Dono de uma inteligência aguda e com uma força de trabalho brutal (capaz, por exemplo, de dormir apenas quatro horas por dia), Setubal formaria uma parceria histórica com Villela. Juntos, planejaram fazer da instituição a maior do Brasil – o mesmo pensamento, aliás, que movera Walther Moreira Salles poucos anos antes. Havia outras afinidades entre Setubal e Salles, além do notável talento para administrar bancos. Setubal também era um apaixonado pelas artes (financiou, durante muitos anos, inúmeros projetos culturais) e teve uma carreira pública profícua. Foi prefeito nomeado de São Paulo por indicação do governador Paulo Egydio Martins, entre 1975 e 1979. Era a época da ditadura militar, que restringia o voto direto. Tancredo Neves, que o escolheu para fundar o Partido Popular (PP) em São Paulo, convidou-o anos depois para ser o ministro das Relações Exteriores, no primeiro governo civil da redemocratização do País. Setubal, portanto, participou ativamente da transição da ditadura para o Estado democrático de direito – e jamais vangloriou-se disso.
Enquanto o País mudava, as três famílias adotavam estratégias semelhantes para alavancar os dois bancos que controlavam. Ambos tiveram sua história marcada por fusões e aquisições. O Itaú ganhou a denominação atual depois de adquirir os bancos Paulista de Comércio, Itaú S.A. (um banco ligado a empresários mineiros), Sul Americano do Brasil, Americana, Aliança, Português do Brasil e União Comercial. Mais recentemente, comprou o Bank Boston. O Unibanco também deslanchou depois de uma série de aquisições. Em 1967, juntou suas operações às do Banco Agrícola Mercantil do Rio Grande do Sul, que deu origem à União dos Bancos Brasileiros. Em 1975, surgiria enfim o nome Unibanco. Mais tarde, vieram as incorporações do Banco Nacional, do Bandeirantes e da Fininvest, que colocaram o Unibanco entre os cinco maiores do País.

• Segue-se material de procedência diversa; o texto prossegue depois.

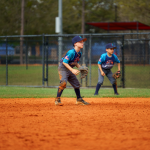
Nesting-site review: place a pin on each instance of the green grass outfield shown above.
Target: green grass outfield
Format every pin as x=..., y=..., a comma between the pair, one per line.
x=135, y=76
x=26, y=92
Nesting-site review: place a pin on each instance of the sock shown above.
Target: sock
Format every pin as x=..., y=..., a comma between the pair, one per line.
x=115, y=87
x=77, y=91
x=59, y=92
x=97, y=88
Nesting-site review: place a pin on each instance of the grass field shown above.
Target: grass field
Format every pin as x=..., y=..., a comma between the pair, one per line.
x=25, y=92
x=135, y=76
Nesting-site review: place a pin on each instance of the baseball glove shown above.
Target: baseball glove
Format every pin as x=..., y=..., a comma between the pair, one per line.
x=117, y=75
x=84, y=71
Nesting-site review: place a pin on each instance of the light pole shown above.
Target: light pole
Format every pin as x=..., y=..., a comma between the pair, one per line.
x=22, y=32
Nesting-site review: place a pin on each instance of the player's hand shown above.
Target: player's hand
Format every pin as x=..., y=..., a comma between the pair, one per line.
x=102, y=73
x=75, y=71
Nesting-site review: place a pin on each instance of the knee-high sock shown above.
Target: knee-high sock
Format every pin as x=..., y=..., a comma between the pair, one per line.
x=97, y=88
x=59, y=92
x=77, y=91
x=115, y=87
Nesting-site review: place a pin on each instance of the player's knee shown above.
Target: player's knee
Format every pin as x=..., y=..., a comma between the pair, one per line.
x=77, y=86
x=114, y=82
x=101, y=83
x=62, y=85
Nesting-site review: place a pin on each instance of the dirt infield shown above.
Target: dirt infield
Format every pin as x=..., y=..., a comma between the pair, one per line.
x=107, y=124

As coincidências não terminaram com a morte dos chefes das dinastias Salles e Setubal. Walther Moreira Salles e Olavo Setubal conseguiram fazer sucessores à altura de seu talento, o que foi decisivo para a consolidação das duas corporações num mercado que passou recentemente a ser assediado por gigantes estrangeiros. No Itaú, Roberto Setubal, 54 anos, é o comandante que, a exemplo do pai Olavo, sabe ser duro quando necessário e gentil quando ninguém espera por um agrado. No Unibanco, Pedro Moreira Salles, 49 anos, tem o pragmatismo do pai Walther e o talento para detectar oportunidades onde é difícil enxergá-las. Roberto tem seis irmãos e Pedro, três. Muitos deles têm filhos – o que eleva para mais de duas dezenas o número de herdeiros. Surpreendentemente, em nenhuma das corporações há notícias de brigas entre irmãos ou primos. Com alma de banqueiros, os Salles, os Setubal e os Villela – agora todos sob o mesmo teto – querem dar vida longa à saga de suas famílias.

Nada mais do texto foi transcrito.